In the claims, as well as in the specification above, all transitional phrases such as “comprising,” “including,” “carrying,” “having,” “containing,” “involving,” “holding,” “composed of,” and the like are to be understood to be open-ended, i.e., to mean including but not limited to. Only the transitional phrases “consisting of” and “consisting essentially of” shall be closed or semi-closed transitional phrases, respectively, as set forth in the United States Patent Office Manual of Patent Examining Procedures, Section 2111.03.

It is to be understood that the embodiments are not limited in its application to the details of construction and the arrangement of components set forth in the description or illustrated in the drawings.

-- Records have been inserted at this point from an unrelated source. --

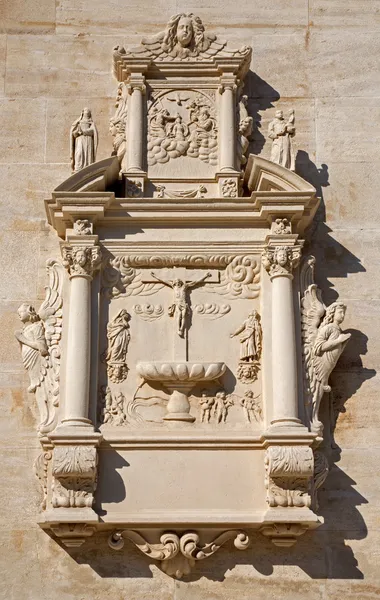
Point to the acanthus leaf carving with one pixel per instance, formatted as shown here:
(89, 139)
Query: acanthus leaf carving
(74, 473)
(179, 552)
(323, 342)
(289, 470)
(40, 341)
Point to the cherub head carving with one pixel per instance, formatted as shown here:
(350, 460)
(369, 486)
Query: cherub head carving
(335, 313)
(184, 36)
(27, 312)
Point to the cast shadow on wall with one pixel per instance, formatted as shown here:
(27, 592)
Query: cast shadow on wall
(323, 553)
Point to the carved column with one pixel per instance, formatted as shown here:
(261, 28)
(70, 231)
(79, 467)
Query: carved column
(135, 136)
(81, 258)
(227, 127)
(279, 262)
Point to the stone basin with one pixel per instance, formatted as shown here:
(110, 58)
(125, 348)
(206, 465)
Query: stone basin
(179, 378)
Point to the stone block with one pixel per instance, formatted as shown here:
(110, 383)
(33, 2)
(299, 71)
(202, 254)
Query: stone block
(62, 112)
(22, 198)
(18, 270)
(60, 66)
(34, 16)
(3, 53)
(17, 469)
(260, 16)
(344, 15)
(108, 18)
(22, 124)
(18, 410)
(348, 129)
(19, 564)
(351, 194)
(274, 60)
(358, 425)
(345, 65)
(347, 264)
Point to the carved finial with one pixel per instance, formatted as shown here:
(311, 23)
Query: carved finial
(81, 261)
(280, 260)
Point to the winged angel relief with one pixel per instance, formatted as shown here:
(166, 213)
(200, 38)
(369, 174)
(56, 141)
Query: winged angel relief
(40, 346)
(323, 342)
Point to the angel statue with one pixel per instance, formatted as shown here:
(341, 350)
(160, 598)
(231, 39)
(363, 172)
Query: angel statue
(83, 141)
(323, 343)
(40, 347)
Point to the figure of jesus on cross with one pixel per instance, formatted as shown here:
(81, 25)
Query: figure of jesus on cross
(180, 307)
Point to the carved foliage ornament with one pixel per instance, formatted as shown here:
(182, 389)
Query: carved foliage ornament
(289, 470)
(74, 476)
(178, 553)
(323, 342)
(184, 38)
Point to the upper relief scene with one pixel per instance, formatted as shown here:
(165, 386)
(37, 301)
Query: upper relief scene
(184, 38)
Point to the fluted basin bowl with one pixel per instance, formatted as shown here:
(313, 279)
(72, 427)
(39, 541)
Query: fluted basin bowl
(180, 371)
(179, 378)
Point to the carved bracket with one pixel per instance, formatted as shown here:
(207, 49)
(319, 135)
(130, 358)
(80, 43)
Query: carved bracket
(74, 476)
(178, 553)
(288, 475)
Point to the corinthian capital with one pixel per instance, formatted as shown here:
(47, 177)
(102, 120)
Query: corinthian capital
(280, 260)
(81, 261)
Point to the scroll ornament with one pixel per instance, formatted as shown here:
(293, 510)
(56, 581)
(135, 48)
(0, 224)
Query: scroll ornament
(289, 470)
(179, 553)
(323, 342)
(40, 341)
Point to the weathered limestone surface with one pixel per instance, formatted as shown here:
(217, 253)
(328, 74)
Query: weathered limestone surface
(318, 57)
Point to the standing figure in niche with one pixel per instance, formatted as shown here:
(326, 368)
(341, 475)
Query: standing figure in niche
(180, 307)
(118, 340)
(83, 141)
(281, 133)
(250, 341)
(206, 402)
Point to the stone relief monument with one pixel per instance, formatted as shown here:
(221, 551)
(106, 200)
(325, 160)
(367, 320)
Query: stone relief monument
(170, 340)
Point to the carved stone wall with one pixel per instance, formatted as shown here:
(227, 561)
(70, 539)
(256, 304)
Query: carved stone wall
(316, 58)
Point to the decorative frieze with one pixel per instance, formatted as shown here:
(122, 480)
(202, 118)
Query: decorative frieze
(178, 553)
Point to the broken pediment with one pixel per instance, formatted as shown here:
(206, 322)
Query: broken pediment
(168, 357)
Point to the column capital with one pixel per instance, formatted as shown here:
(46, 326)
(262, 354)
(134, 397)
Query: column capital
(80, 260)
(279, 261)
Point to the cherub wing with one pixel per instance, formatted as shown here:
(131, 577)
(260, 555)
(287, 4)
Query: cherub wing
(312, 313)
(50, 312)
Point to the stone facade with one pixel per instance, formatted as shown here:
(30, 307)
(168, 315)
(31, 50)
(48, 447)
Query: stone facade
(311, 57)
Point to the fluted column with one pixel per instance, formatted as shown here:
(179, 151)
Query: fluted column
(81, 260)
(135, 136)
(227, 127)
(279, 262)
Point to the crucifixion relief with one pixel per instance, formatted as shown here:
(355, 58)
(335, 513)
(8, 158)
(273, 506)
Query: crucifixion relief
(180, 308)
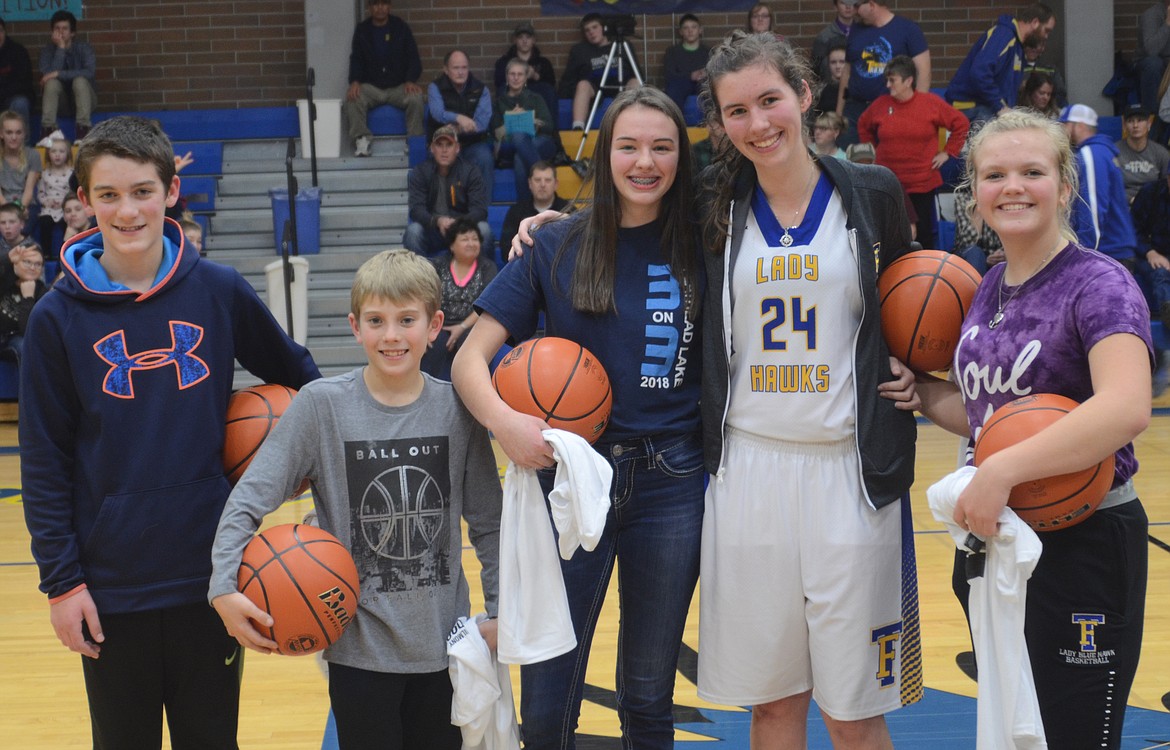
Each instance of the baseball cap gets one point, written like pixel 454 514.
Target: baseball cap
pixel 1136 110
pixel 446 131
pixel 859 151
pixel 1081 114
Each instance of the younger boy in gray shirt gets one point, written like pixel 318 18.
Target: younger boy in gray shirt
pixel 396 460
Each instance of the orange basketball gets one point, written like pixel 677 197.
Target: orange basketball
pixel 305 580
pixel 252 413
pixel 1055 502
pixel 559 382
pixel 924 296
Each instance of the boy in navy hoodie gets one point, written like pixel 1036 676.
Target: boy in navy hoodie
pixel 124 386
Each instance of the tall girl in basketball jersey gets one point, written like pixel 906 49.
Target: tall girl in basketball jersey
pixel 624 279
pixel 1057 318
pixel 806 536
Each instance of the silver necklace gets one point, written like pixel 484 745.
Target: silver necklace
pixel 786 239
pixel 998 317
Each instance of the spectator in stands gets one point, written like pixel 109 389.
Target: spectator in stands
pixel 1141 160
pixel 18 297
pixel 759 20
pixel 1033 49
pixel 542 187
pixel 52 191
pixel 68 70
pixel 542 80
pixel 835 33
pixel 16 90
pixel 1151 226
pixel 384 69
pixel 989 80
pixel 463 274
pixel 1153 52
pixel 459 98
pixel 12 229
pixel 831 93
pixel 585 67
pixel 686 62
pixel 883 36
pixel 20 166
pixel 1109 228
pixel 523 126
pixel 1039 93
pixel 441 190
pixel 904 125
pixel 76 221
pixel 825 133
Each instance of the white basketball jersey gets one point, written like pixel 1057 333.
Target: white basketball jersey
pixel 796 312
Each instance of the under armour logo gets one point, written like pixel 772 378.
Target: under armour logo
pixel 185 338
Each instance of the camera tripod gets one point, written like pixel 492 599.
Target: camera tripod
pixel 620 49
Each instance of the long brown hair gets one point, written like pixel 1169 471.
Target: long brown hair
pixel 737 52
pixel 597 231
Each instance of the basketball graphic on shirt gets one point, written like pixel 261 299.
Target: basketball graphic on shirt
pixel 403 513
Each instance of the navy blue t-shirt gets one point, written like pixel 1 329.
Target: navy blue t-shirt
pixel 871 48
pixel 648 348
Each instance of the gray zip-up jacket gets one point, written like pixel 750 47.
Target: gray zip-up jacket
pixel 879 233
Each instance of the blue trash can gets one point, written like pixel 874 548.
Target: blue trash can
pixel 308 218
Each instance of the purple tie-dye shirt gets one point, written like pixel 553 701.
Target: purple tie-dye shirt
pixel 1044 341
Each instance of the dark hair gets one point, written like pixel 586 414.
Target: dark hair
pixel 737 52
pixel 1034 12
pixel 461 226
pixel 63 15
pixel 542 165
pixel 1032 84
pixel 596 233
pixel 902 66
pixel 125 137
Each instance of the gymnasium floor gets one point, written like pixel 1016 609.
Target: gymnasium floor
pixel 286 707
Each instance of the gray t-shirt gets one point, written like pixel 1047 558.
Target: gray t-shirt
pixel 391 483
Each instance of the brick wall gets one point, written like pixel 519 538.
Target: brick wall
pixel 155 54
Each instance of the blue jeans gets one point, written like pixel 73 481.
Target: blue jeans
pixel 654 528
pixel 525 151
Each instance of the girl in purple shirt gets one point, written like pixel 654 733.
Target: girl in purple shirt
pixel 1057 317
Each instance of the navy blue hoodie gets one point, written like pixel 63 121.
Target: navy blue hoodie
pixel 123 398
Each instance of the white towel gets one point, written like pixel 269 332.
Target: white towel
pixel 1007 713
pixel 482 704
pixel 535 624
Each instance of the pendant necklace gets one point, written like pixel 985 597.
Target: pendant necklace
pixel 998 317
pixel 786 239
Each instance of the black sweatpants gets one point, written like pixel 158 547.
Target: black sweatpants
pixel 179 659
pixel 378 710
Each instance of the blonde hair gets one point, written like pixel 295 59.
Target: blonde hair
pixel 1024 118
pixel 398 276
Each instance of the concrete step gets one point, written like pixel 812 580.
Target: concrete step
pixel 328 199
pixel 332 219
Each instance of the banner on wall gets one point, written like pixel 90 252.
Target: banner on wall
pixel 639 7
pixel 36 9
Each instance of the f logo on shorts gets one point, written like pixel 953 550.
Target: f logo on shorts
pixel 886 638
pixel 185 339
pixel 1088 624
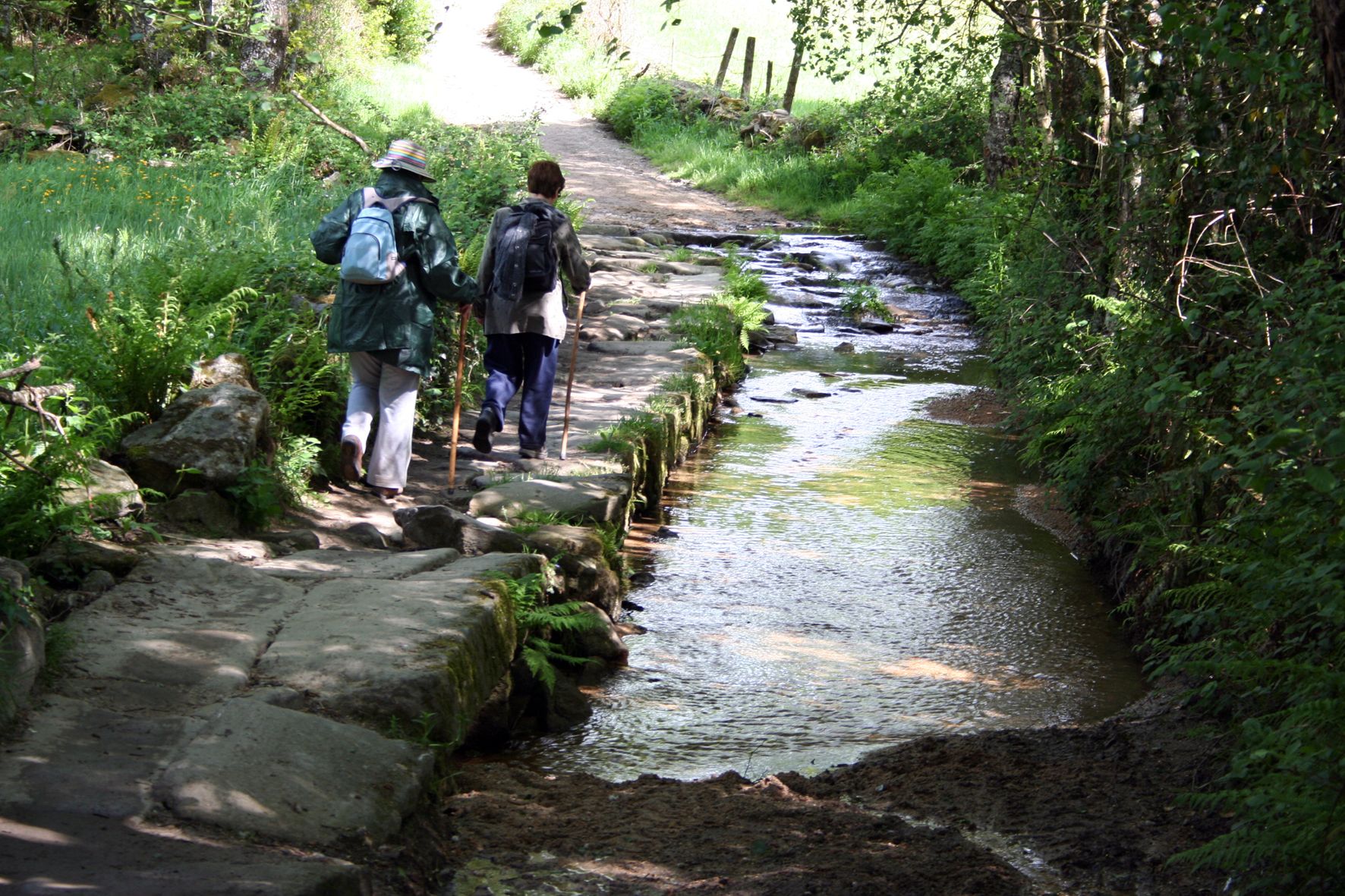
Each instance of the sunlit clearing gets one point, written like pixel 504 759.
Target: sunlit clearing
pixel 213 800
pixel 918 668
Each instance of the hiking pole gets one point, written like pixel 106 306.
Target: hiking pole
pixel 569 386
pixel 458 395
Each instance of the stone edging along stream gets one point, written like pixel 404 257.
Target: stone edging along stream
pixel 221 696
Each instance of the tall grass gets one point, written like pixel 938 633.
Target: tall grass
pixel 709 155
pixel 695 47
pixel 111 218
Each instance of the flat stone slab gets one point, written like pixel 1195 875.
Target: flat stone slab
pixel 371 650
pixel 597 498
pixel 194 627
pixel 313 565
pixel 285 774
pixel 643 347
pixel 229 551
pixel 52 854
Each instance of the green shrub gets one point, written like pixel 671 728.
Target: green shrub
pixel 181 121
pixel 540 622
pixel 639 104
pixel 408 27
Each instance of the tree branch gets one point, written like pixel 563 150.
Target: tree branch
pixel 330 123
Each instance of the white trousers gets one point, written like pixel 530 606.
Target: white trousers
pixel 390 393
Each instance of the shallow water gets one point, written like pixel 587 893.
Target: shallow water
pixel 841 574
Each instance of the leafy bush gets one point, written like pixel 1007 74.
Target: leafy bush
pixel 861 300
pixel 408 27
pixel 638 104
pixel 181 121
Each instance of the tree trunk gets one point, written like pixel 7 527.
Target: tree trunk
pixel 1329 19
pixel 1041 78
pixel 264 55
pixel 1005 83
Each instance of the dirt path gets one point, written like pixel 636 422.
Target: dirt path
pixel 484 86
pixel 1054 810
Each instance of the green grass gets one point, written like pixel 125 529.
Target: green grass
pixel 712 156
pixel 111 217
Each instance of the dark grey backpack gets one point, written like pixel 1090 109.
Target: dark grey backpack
pixel 524 253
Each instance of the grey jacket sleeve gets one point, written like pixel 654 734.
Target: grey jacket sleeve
pixel 572 256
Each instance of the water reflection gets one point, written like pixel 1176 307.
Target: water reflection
pixel 848 574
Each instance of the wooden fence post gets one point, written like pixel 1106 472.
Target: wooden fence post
pixel 747 69
pixel 724 64
pixel 794 78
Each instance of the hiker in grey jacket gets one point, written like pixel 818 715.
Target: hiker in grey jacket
pixel 524 335
pixel 389 329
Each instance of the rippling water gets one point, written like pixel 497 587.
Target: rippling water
pixel 843 572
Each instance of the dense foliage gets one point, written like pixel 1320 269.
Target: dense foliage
pixel 1142 202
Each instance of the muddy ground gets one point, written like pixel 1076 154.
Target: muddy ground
pixel 1082 810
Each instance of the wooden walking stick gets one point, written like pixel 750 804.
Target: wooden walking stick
pixel 458 395
pixel 569 386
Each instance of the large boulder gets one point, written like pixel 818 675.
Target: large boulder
pixel 228 367
pixel 22 652
pixel 440 527
pixel 106 490
pixel 588 498
pixel 205 439
pixel 69 560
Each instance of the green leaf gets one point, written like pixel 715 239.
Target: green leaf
pixel 1321 479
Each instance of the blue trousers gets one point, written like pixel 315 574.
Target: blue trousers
pixel 521 362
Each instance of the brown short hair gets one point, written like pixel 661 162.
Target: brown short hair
pixel 545 178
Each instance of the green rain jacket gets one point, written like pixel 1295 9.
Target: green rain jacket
pixel 395 316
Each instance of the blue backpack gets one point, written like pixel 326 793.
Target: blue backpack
pixel 370 255
pixel 524 256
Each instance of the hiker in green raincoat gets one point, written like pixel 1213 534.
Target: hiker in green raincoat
pixel 389 327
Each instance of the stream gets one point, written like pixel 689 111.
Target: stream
pixel 837 571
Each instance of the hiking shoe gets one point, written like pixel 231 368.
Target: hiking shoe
pixel 484 431
pixel 350 454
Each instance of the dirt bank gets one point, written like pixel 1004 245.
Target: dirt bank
pixel 1054 810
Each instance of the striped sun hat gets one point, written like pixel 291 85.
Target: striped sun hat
pixel 407 156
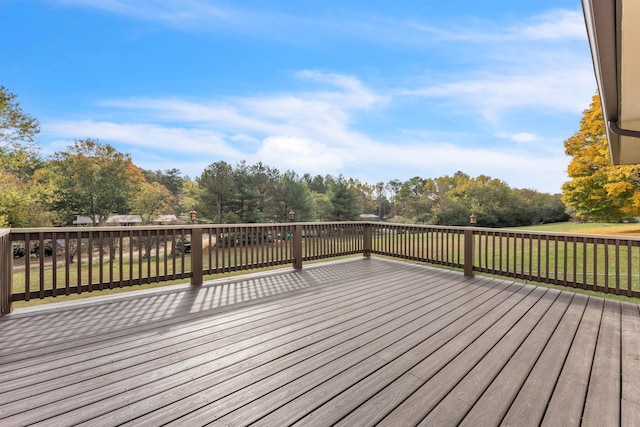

The invention is capable of other embodiments and of being practiced or of being carried out in various ways. Unless limited otherwise, the terms “connected,” “coupled,” “in communication with,” and “mounted,” and variations thereof herein are used broadly and encompass direct and indirect connections, couplings, and mountings. In addition, the terms “connected” and “coupled” and variations thereof are not restricted to physical or mechanical connections or couplings.

The foregoing description of several embodiments of the invention has been presented for purposes of illustration. It is not intended to be exhaustive or to limit the invention to the precise steps and/or forms disclosed, and obviously many modifications and variations are possible in light of the above teaching.